首联 “久坐中庭暗,登楼月未明”,开篇便以 “暗” 与 “未明” 勾勒出秋夜的沉郁。“久坐” 二字藏着无人言说的闲愁 —— 若非心绪难平,怎会在庭院中坐至天色全暗?起身 “登楼” 本是为寻月色慰藉,可 “月未明” 的结果,却让这份期待落了空:夜空无月,只有沉沉的暗,连一点光亮都吝啬给予,孤寂之感在这 “暗” 与 “未明” 的叠加中,愈发浓重。

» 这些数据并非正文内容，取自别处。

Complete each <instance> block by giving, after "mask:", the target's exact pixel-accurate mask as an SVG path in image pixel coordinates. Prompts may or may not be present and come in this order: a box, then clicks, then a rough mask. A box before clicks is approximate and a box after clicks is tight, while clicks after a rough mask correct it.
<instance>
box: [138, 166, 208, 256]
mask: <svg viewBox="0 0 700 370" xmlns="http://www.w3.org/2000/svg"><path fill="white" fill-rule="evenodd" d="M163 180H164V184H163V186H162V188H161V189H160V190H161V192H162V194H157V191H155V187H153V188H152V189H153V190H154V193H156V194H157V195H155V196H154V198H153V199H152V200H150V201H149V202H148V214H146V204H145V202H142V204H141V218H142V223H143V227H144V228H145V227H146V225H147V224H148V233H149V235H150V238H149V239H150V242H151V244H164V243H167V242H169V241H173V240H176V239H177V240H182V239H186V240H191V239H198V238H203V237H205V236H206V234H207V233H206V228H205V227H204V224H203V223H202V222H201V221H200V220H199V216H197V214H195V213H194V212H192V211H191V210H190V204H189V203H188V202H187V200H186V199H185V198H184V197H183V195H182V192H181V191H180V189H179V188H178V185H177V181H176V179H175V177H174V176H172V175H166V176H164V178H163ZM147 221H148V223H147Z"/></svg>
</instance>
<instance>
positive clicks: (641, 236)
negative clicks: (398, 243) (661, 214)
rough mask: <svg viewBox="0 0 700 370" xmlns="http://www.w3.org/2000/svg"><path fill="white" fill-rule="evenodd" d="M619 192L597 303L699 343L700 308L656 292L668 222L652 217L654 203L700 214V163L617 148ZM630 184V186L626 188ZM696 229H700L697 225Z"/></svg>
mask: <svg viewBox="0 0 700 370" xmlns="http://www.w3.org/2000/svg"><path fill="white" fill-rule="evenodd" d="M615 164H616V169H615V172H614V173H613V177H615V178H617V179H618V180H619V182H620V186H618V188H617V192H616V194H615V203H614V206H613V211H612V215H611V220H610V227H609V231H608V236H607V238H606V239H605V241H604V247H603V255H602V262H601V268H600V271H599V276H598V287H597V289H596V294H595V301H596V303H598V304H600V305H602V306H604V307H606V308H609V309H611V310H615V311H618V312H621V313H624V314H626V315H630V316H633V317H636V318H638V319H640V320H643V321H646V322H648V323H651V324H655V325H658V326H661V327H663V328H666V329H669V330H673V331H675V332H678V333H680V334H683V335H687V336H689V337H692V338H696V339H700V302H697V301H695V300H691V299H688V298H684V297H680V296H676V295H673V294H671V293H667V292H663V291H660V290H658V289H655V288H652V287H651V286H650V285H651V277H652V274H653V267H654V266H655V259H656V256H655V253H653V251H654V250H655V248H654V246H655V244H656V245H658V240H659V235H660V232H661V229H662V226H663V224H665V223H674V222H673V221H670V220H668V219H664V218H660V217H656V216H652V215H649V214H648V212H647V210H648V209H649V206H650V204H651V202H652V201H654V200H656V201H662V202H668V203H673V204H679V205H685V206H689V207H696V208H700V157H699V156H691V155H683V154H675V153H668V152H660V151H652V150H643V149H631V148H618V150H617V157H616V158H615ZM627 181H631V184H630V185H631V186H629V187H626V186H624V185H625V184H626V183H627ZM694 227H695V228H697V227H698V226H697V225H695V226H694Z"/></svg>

颔联 “忽闻何处笛,不散是秋声”,是全诗的转折与升华,以 “笛声” 破 “寂静”,却让秋愁更甚。“忽闻” 二字打破了前两句的静态 —— 在满庭幽暗、无月可寻的沉寂里,不知何处传来的笛声,骤然闯入耳中,这本该是打破孤寂的声响,可笛音未散,却牵出了 “秋声”:那笛声里裹着秋的萧瑟,与夜风、虫鸣(或落叶声)交织,化作挥之不去的 “秋声”,萦绕在耳畔、弥漫在心头。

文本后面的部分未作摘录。